Third, I argued that beyond convergence and the “scale-scope-volume” problem, regulators now face a world in which humans create almost as much media as they consume. The combination of cell phones, digital cameras, camcorders, blogs, social networking websites, and faster Internet connections means that every man, woman and child on the planet can be a one-person publisher or broadcaster. This is a radical change in the way the world works and has dramatically decreased the power of media players to act as information intermediaries or gatekeepers. Therefore, I noted, in a world of user-generated content, some parents feel that the more serious problem they face today is not what children can watch or download but instead what they can upload about themselves or others.

After I wrapped up, we turned to several panel discussions. The rest of the conference was off-the-record, however, in order to encourage a more frank, robust exchange of views (especially from public officials who were there with us). Consequently, I can’t relay what everyone had to say directly, but as I’ve already pointed out, the focus was mostly on the many hybrid models of “co-regulation” being discussed or implemented throughout the EU. And, again, there was much confusion about how all these models would work.

We did, however, hear how the ICRA labeling system has already being authorized by the German Commission for the Protection of Minors as an accepted form of co-regulation. (If you can read German, see “ICRA Deutschland” website here). Also, we heard about the NICAM’s (Netherlands Institute for the Classification of Audiovisual Media) “Kijkwijzer” labeling system for audio-visual media, which apparently has been quite successful in terms of consumer awareness. Likewise, an official from Ofcom (the UK’s communications office) discussed their extensive media literacy efforts and Internet safety awareness efforts.

More generally, there was some discussion about various parental control options (especially TiVos and personal video recorders) that were making it easier for industry to empower parents to self-regulate content that comes into the home.
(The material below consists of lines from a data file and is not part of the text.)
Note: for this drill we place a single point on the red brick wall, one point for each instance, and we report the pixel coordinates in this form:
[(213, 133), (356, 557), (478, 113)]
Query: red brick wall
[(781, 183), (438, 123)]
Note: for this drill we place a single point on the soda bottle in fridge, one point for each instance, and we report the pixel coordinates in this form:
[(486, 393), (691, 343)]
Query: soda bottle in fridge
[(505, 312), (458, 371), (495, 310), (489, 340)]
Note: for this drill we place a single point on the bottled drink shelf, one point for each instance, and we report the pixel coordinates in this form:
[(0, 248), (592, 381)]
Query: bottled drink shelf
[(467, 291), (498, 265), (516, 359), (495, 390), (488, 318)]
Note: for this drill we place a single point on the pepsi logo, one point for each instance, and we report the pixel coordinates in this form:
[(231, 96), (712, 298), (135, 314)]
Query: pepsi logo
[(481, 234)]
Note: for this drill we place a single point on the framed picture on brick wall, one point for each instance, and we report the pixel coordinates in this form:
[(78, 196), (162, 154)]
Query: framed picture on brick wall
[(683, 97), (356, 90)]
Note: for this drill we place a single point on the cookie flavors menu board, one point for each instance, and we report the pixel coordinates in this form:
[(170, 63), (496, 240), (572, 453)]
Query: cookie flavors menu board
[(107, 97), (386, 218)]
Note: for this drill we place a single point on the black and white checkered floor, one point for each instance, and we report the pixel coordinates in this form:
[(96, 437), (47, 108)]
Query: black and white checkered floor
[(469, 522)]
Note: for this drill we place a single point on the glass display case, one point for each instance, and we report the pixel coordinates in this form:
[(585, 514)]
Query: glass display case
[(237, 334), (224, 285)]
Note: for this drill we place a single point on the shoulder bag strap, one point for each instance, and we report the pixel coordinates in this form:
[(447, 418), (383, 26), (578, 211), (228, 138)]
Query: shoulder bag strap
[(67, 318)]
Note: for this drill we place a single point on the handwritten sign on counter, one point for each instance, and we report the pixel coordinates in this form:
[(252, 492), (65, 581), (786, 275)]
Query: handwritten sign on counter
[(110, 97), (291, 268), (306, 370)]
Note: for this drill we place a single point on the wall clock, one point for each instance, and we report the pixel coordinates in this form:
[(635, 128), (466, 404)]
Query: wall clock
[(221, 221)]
In particular, there was much discussion about the potential to use various new technologies to “map on” a pre-established set of values or filters. For example, as I wrote about in my recent paper on parental controls, here in the U.S., TiVo recently announced a partnership with the Parents Television Council, the Parents Choice Foundation and Common Sense Media to jointly develop “TiVo KidZone.” Using ratings and information created by those groups, KidZone will allow parents to filter and record on that content that parents deem appropriate for their children. In a similar fashion, several conference participants hoped that this model could be extended to Internet browsers and web content to give parents the ability to tap filtering or labeling tools that match their own preferences. This led to a brief discussion of the potential of the “semantic web” to solve many of the problems we were discussing.

In conclusion, what I learned from this week’s Brussels conference is that the concerns and issues regarding objectionable media content and parental controls are remarkably similar on both sides of the Atlantic. As Commissioner Reding noted, “There may well be disagreements between America and Europe about where exactly to draw the line… however, if you take a broader world view, the similarities of approach in democratic countries are obviously much greater than the differences.” Indeed, that appears to be the case. But drawing that line will remain a difficult, contentious task.

  • John Middleton

    Good post – a shame these things are Chatham House rules and so closed from the general public. I particularly liked the ICRA guy putting Reding on the spot with the question about his video Ipod – it seems quite clear that Reding has no idea how to answer that question which is frankly ridiculous considering it is her legislation.

  • John Middleton

    Good post – a shame these things are Chatham House rules and so closed from the general public. I particularly liked the ICRA guy putting Reding on the spot with the question about his video Ipod – it seems quite clear that Reding has no idea how to answer that question which is frankly ridiculous considering it is her legislation.